Сделают ли немцы, наученные таким ужасным способом, нужные, необходимые и излечивающие выводы, которые позволят нам считать себя немцами, то бишь европейцами?

Текст 167. Отрывок из статьи Ойгена Когона «О ситуации», 1947 г.

Правда ли, что вся Германия закостенела? Миллионы и миллионы в этой стране руин и невыносимого для многих душевного и физического страдания, пытаются понять смысл происходящего. Но большая часть нации ничего не хочет знать об истинной взаимосвязи и глубоком смысле событий. Многие немцы делают свои обычные дела, сердитые на вся и всё или отчаявшиеся, громко жалуясь и ворча, сваливают вину за случившееся частично на «ошибки, допущенные национал-социализмом», а в основном на союзников, которые победили и держат теперь страну в оккупации. Все их аргументы поверхностны, черпаются лишь из очевидных фактов: жертвы войны с воздуха (конечно, против Германии, позабыв при этом немецкие террористические налеты на Польшу, на Роттердам, на Белград, на Ковентри и все другие города с мирными жителями, которые надлежало «стереть с лица земли», все это было давно и не важно ...но Дрезден, и Гам-бург, и...!). Жертвы воздушных налетов отождествляются со всеми ужасами концлагерей; истязание и частичное уничтожение других народов немцами - «если это действительно правда!» - противопоставляется насильственному выселению 12 миллионов немцев с Востока; выкачанные национал-социализмом ресурсы Европы приравниваются к демонтажу экономики Германии оккупационными властями; если другие годами голодали, то это было жестокой необходимостью военного времени, а нас заставляют умирать от голода в мирное время. [...] Эта часть нации почти ничего не желает признавать. И на деле это выглядит так, будто это есть большая часть немецкого народа. И день ото дня она все растёт.
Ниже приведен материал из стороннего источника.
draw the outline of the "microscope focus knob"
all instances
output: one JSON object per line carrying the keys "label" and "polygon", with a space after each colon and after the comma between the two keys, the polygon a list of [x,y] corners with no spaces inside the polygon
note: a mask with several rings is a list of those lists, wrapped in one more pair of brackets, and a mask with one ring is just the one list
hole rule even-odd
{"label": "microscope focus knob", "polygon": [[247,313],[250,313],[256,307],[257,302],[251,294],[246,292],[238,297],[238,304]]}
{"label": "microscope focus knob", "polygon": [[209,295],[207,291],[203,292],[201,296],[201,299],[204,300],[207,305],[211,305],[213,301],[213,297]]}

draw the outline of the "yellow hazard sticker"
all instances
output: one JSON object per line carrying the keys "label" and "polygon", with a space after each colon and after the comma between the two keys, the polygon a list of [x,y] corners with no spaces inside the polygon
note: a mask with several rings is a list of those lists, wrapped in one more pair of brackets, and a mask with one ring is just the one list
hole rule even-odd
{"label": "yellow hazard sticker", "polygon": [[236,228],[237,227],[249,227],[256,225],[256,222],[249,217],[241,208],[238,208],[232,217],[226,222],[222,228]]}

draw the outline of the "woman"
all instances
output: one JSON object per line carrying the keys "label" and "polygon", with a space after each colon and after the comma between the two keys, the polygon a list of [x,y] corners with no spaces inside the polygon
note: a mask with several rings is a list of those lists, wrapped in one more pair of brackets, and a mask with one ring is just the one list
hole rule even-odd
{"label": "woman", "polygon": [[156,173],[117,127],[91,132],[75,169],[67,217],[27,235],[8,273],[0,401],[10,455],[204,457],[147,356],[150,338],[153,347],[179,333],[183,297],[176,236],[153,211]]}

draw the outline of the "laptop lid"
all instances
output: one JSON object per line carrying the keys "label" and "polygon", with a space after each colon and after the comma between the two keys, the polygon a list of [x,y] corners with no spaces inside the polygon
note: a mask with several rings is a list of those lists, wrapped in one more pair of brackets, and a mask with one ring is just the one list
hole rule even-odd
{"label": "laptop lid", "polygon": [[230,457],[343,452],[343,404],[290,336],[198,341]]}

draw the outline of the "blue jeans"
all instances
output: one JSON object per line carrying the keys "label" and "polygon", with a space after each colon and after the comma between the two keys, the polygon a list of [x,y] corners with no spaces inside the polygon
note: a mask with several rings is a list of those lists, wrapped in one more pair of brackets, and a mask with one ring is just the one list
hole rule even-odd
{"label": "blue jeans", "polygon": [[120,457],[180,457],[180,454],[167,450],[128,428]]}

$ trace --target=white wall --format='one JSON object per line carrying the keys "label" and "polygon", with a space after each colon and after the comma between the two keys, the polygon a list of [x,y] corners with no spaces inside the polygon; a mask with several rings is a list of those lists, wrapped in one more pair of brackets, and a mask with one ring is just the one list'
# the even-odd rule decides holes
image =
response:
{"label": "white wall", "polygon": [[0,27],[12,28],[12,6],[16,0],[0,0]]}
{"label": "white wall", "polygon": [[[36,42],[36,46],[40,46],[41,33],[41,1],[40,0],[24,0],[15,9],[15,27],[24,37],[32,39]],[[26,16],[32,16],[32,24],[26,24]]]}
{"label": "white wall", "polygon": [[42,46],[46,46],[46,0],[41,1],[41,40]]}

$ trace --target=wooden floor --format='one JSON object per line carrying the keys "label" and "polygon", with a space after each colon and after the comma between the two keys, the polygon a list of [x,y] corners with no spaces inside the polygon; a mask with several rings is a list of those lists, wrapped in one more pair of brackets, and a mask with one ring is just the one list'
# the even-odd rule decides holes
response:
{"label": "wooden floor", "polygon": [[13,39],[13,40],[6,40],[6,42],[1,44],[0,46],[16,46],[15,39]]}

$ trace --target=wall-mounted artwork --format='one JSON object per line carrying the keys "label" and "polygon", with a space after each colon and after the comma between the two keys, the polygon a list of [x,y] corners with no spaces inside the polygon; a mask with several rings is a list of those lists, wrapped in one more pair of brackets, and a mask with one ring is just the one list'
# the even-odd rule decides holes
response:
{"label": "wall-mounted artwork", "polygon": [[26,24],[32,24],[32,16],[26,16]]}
Текст 168. Отрывок из «Сталинграда» Роберта Херд-тера (рецензия на роман Т. Пливье), 1947 г.

Германия проиграла войну в каждой битве, в которой сражались ее солдаты, даже ее победы были к конечном счете средством ослепления для зашоренного народа. Но если немец хочет очертить круг сражений, которые народ проиграл не сам по себе, а в которых его военные и политические вожди потерпели тяжелейшее поражение, какое себе можно было только представить за эти шесть лет, тогда будет названо лишь одно имя: Сталинград! Хроника этого поражения стала бесконечной темой для немцев: убитые в этой битве, раненые и пленные, пропавшие без вести и оставленные - весь немецкий народ пишет эту хронику и должен это делать, пока есть силы чувствовать боль и возмущение трагедией трехсот тысяч человек, которых сама Германия послала на смерть и лишения, и пока есть силы говорить - обвинять неумолимо и неустанно тех, на чьей совести Сталинград, обвинять перед лицом немецкого народа и перед лицом истории, чтобы кощунственные слова из специального сообщения ставки фюрера 3 февраля 1943 г., которые знаменовали собой конец Сталинградской битвы: «Жертвы армии не были напрасны», - стали правдой.

Надпись на стене Берлинского замка «Военных преступников убрать со всех постов!», 1947 г.
257. Надпись на стене Берлинского замка «Военных преступников убрать со всех постов!», 1947 г.